The current world situation feeds this illusion. Coming out of
a half-century of global confrontation, the post-Cold War United
States has inherited a military establishment whose power dwarfs
that of any potential rival. While Russia has been forced to
slash military spending, the United States continues to spend
nearly as much on its military as the rest of the world combined.
No other nation is eager to take such a burden upon itself.
Resistance to global capitalism has evaporated; everywhere the
powerful and the ambitious are interested first in making money.
Most nations seem content to follow the US lead on intervention
in places like Bosnia and Central Africa. Ironically, one of the
few remaining sources of dissension with American leadership is
the US insistence on drastic measures to isolate the few states
it considers as "rogues," a policy that seems to be
driven in part by the need to identify enemies worthy of a huge
military budget (Klare 1995).
But it is chiefly the cost, as well as the lack of motivation,
that keeps other nations complaining about the US running out
ahead, instead of taking up the challenge to race.

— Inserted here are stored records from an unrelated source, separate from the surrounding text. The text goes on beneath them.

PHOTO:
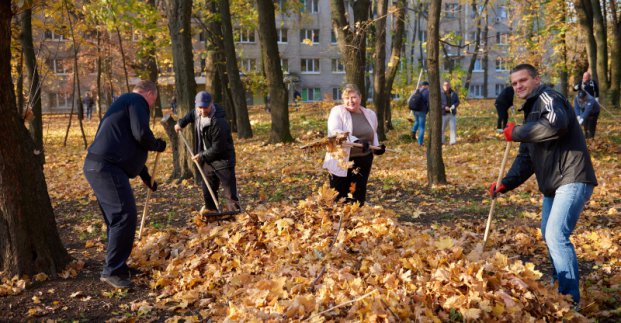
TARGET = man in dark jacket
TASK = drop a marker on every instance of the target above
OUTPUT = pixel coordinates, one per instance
(552, 147)
(450, 102)
(503, 103)
(214, 150)
(118, 153)
(419, 108)
(587, 111)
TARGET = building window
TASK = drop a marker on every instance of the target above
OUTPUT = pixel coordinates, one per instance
(245, 36)
(501, 64)
(284, 65)
(451, 10)
(309, 36)
(281, 35)
(58, 67)
(50, 35)
(502, 38)
(310, 6)
(248, 65)
(310, 65)
(311, 94)
(337, 66)
(477, 66)
(475, 91)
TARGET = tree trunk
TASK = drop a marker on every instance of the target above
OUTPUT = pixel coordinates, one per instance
(34, 83)
(352, 40)
(271, 59)
(379, 70)
(435, 164)
(236, 89)
(395, 57)
(29, 240)
(179, 14)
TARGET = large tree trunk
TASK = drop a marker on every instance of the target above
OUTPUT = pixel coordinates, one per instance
(351, 40)
(271, 59)
(34, 83)
(236, 89)
(435, 164)
(29, 240)
(395, 57)
(179, 13)
(379, 70)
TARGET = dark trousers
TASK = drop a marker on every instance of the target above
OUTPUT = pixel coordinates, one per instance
(226, 177)
(358, 175)
(589, 125)
(117, 203)
(503, 117)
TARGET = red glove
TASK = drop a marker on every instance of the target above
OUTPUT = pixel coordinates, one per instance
(493, 190)
(509, 130)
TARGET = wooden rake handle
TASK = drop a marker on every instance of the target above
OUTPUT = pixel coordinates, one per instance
(146, 203)
(492, 206)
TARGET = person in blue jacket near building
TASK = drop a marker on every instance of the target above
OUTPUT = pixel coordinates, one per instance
(118, 153)
(587, 112)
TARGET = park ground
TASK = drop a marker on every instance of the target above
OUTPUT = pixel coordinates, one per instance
(294, 255)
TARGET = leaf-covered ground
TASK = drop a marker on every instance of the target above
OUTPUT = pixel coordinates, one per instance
(410, 254)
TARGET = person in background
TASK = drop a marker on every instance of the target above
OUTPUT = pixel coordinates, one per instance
(419, 105)
(503, 103)
(87, 104)
(450, 102)
(589, 85)
(361, 125)
(213, 150)
(118, 153)
(553, 148)
(587, 111)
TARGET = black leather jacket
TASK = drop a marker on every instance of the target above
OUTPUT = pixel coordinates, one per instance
(552, 145)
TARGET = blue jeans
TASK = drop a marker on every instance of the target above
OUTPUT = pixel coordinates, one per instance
(559, 216)
(419, 125)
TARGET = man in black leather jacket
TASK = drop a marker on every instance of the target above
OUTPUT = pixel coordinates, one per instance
(552, 147)
(214, 150)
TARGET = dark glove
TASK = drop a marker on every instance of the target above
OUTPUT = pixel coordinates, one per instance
(160, 145)
(509, 131)
(381, 151)
(365, 145)
(493, 190)
(147, 180)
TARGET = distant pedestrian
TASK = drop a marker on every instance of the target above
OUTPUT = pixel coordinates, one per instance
(450, 102)
(87, 104)
(418, 103)
(118, 153)
(503, 103)
(587, 112)
(589, 85)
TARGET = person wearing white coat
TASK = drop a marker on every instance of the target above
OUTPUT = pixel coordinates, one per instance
(361, 125)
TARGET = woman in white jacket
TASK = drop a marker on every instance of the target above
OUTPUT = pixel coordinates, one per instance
(361, 124)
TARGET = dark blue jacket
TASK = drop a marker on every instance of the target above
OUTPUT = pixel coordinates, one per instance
(124, 137)
(552, 145)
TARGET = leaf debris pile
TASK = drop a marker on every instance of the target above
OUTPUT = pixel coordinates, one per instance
(262, 267)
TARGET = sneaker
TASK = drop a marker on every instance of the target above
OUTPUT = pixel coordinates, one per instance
(116, 281)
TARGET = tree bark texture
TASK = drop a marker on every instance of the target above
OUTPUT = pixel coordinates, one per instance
(29, 240)
(435, 165)
(379, 70)
(351, 40)
(179, 14)
(279, 104)
(236, 87)
(34, 83)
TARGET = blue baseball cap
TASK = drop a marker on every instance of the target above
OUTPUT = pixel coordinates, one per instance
(203, 99)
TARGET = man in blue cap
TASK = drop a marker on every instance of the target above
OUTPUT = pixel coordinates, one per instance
(118, 153)
(214, 151)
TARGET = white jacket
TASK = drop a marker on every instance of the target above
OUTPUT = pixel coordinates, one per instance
(340, 121)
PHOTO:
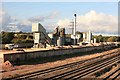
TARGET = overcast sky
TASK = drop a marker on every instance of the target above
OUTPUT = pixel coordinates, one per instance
(98, 17)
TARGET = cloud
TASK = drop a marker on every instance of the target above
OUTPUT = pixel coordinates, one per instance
(7, 21)
(41, 18)
(93, 21)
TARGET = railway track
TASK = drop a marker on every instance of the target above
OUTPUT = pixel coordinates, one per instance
(78, 70)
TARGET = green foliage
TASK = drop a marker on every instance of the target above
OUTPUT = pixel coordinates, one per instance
(112, 39)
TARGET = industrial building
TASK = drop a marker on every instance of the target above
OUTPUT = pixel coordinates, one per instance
(57, 37)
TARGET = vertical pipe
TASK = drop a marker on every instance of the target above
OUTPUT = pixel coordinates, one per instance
(74, 29)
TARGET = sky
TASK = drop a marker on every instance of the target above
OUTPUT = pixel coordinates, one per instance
(98, 17)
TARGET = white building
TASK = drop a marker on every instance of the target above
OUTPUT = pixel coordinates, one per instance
(87, 37)
(40, 35)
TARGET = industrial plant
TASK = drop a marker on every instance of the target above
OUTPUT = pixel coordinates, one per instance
(58, 36)
(57, 55)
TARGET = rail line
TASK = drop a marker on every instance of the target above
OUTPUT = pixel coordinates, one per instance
(76, 70)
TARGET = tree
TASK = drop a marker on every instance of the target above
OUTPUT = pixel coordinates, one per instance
(112, 39)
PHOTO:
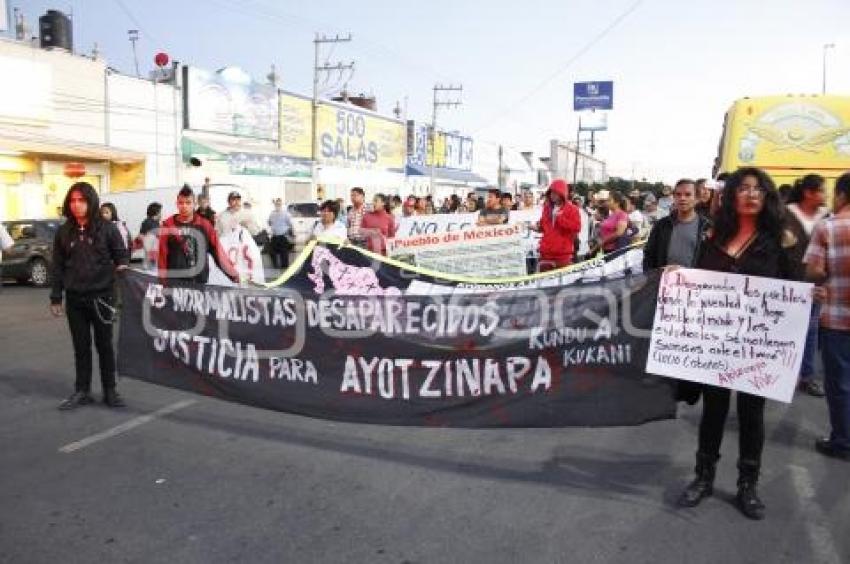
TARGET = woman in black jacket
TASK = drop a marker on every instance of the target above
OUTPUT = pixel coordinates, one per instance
(748, 238)
(87, 252)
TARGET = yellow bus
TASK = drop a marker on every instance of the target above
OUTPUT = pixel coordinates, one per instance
(787, 136)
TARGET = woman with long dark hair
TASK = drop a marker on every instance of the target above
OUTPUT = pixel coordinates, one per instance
(613, 230)
(109, 213)
(748, 238)
(87, 252)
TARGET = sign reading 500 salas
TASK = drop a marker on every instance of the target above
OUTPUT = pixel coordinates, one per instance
(351, 138)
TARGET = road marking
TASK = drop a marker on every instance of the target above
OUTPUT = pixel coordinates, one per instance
(124, 427)
(814, 519)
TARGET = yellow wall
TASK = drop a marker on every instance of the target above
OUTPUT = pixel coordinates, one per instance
(126, 177)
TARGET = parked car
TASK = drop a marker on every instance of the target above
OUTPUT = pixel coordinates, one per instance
(304, 217)
(29, 259)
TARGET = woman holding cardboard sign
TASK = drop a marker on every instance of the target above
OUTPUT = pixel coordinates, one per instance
(748, 238)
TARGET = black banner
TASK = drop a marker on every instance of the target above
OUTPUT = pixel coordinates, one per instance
(534, 357)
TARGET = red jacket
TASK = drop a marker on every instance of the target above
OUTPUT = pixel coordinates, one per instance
(183, 250)
(558, 242)
(385, 224)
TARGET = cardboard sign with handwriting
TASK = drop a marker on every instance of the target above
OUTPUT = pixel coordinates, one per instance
(746, 333)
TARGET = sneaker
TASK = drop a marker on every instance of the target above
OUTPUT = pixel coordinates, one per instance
(75, 400)
(827, 448)
(811, 387)
(112, 399)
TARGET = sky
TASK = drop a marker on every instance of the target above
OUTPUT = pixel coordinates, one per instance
(677, 66)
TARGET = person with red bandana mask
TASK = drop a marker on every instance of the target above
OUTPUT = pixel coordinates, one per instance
(87, 252)
(560, 224)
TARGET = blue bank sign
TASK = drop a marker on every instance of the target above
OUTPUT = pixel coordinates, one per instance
(593, 95)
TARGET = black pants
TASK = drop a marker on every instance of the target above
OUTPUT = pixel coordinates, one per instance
(750, 422)
(279, 251)
(87, 315)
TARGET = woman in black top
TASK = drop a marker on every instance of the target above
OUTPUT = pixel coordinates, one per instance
(748, 238)
(87, 252)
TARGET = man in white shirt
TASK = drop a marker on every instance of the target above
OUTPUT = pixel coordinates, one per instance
(280, 224)
(229, 219)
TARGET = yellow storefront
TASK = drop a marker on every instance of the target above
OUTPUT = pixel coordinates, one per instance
(34, 179)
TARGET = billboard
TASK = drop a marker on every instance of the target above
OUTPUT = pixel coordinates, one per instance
(296, 127)
(351, 138)
(593, 95)
(229, 101)
(454, 150)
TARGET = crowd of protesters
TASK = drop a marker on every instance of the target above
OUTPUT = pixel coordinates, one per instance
(739, 224)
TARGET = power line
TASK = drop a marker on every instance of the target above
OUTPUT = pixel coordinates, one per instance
(583, 50)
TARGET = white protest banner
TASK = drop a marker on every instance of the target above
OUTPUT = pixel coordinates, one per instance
(438, 223)
(746, 333)
(483, 252)
(526, 217)
(245, 256)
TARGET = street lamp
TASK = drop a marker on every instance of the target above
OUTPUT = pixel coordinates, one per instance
(826, 47)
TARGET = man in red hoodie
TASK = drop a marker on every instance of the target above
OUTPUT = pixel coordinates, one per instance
(560, 223)
(185, 240)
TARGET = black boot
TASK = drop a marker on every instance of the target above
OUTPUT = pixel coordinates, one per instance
(75, 400)
(703, 484)
(747, 499)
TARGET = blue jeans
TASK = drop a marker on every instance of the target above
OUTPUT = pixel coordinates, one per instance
(807, 367)
(835, 347)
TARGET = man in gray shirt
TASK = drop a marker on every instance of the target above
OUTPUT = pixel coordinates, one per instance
(676, 239)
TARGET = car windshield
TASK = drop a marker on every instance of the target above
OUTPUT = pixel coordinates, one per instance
(18, 231)
(304, 210)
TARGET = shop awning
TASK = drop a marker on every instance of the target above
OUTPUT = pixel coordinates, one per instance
(446, 174)
(74, 149)
(244, 156)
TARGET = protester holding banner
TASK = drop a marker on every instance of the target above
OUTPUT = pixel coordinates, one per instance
(328, 223)
(185, 240)
(748, 238)
(109, 213)
(355, 216)
(87, 251)
(378, 225)
(676, 239)
(560, 224)
(493, 212)
(613, 230)
(229, 219)
(280, 224)
(827, 262)
(805, 205)
(204, 210)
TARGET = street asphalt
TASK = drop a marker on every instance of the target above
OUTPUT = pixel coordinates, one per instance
(177, 477)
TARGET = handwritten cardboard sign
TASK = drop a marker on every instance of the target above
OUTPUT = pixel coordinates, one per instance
(746, 333)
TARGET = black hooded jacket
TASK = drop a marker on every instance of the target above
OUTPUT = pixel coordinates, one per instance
(84, 259)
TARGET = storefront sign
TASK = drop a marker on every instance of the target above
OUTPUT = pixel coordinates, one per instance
(296, 126)
(230, 101)
(349, 138)
(267, 165)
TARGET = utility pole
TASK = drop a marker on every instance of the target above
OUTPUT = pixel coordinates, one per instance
(318, 69)
(439, 88)
(578, 144)
(825, 49)
(133, 34)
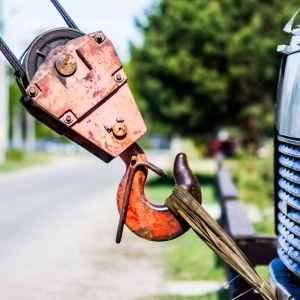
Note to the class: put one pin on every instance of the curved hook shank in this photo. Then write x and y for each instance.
(151, 221)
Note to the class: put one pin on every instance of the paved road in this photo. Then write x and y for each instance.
(57, 231)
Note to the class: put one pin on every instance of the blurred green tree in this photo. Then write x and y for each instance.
(207, 64)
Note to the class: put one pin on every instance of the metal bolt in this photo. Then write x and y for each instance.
(119, 130)
(32, 91)
(66, 64)
(68, 119)
(118, 77)
(108, 127)
(99, 37)
(119, 119)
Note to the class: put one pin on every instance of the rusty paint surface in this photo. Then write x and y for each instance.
(92, 93)
(150, 221)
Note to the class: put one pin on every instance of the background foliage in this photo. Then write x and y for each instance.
(207, 64)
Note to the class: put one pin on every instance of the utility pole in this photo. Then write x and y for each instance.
(3, 97)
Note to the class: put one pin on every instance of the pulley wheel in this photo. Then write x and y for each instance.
(43, 44)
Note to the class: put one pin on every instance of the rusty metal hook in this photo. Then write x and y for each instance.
(150, 221)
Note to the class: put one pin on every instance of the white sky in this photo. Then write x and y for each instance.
(25, 19)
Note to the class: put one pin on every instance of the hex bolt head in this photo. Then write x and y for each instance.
(118, 77)
(66, 64)
(119, 119)
(68, 119)
(99, 37)
(32, 91)
(120, 130)
(108, 127)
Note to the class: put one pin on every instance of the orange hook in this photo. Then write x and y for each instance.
(150, 221)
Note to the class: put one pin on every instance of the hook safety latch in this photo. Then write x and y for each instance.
(148, 220)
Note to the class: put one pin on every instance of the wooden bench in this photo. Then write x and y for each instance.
(259, 249)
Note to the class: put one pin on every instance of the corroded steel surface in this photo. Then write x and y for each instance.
(83, 85)
(151, 221)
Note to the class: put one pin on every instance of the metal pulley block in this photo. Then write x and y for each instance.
(75, 84)
(82, 85)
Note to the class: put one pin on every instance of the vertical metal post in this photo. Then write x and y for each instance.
(3, 98)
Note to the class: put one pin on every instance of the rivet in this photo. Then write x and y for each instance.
(32, 91)
(108, 127)
(66, 64)
(68, 119)
(118, 77)
(99, 37)
(119, 130)
(119, 119)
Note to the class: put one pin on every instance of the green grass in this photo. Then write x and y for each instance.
(253, 177)
(188, 258)
(222, 295)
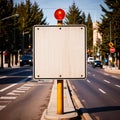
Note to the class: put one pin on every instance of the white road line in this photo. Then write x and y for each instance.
(89, 73)
(115, 76)
(88, 81)
(1, 77)
(105, 74)
(29, 84)
(23, 80)
(2, 107)
(7, 97)
(23, 88)
(106, 81)
(93, 75)
(2, 90)
(117, 86)
(102, 91)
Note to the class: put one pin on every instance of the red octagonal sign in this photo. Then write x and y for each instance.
(112, 50)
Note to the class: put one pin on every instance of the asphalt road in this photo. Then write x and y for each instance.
(100, 94)
(21, 97)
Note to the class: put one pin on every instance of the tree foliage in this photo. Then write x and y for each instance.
(110, 26)
(76, 16)
(13, 29)
(73, 16)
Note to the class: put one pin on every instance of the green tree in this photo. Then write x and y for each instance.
(89, 34)
(6, 26)
(29, 15)
(73, 16)
(110, 26)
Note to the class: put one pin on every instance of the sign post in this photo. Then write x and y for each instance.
(59, 53)
(59, 15)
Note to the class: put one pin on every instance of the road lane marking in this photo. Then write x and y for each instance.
(1, 77)
(2, 107)
(117, 86)
(7, 97)
(106, 74)
(18, 91)
(23, 80)
(93, 75)
(102, 91)
(12, 93)
(115, 76)
(106, 81)
(2, 90)
(23, 88)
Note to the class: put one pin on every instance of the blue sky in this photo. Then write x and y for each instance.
(87, 6)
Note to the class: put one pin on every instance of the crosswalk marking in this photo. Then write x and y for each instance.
(2, 107)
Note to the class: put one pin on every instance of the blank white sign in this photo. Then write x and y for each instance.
(59, 52)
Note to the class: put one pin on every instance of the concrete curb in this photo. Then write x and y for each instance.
(51, 112)
(78, 104)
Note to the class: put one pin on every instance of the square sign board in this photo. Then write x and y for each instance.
(59, 52)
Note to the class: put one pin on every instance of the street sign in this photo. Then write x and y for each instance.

In the
industrial technology base which underlies military technological
capability, the US has at most a few-year lead over its nearest
rivals, and even that is doubtful. Other countries may not wish
to match American spending, but they are still very unlikely to
freeze their arsenals indefinitely while the United States
continues to modernize. Surely, if relatively slowly, they will
replace and upgrade with current technology.
Revolution 2
With the advent of nanotechnology, the qualitative advances in
weapons technology will be enormous and compelling; no country
will want to maintain armies that are effectively impotent
against a potential threat. Molecular manufacturing based on
self-replicating systems, and superautomation by artificial
intelligence, will also profoundly alter the issue of cost. A
nation's military potential will depend first on its position in
the technology race. A second factor will be its natural resource
base, but most nations have access to sufficient natural
resources to support an arsenal many times larger than any which
has ever existed on Earth.
Currently the development of nanoelectronics and
nanofabrication, biotechnology, supramolecular chemistry, and
other steps toward molecular nanotechnology is a worldwide
academic and industrial enterprise. No country can be said to
have a lead in the race to develop assemblers, because there
isn't any race and no one is even close. But when and if it
becomes clear that something like molecular manufacturing based
on self-replicating assemblers lies within reach of, say, a
five-year effort, it is likely that a race will begin. Industry
will be heavily involved, but national efforts will be stimulated
and coordinated by government and military initiatives. The
leading competitors will be those with the greatest concentration
of advanced technology: the United States, Japan and Europe.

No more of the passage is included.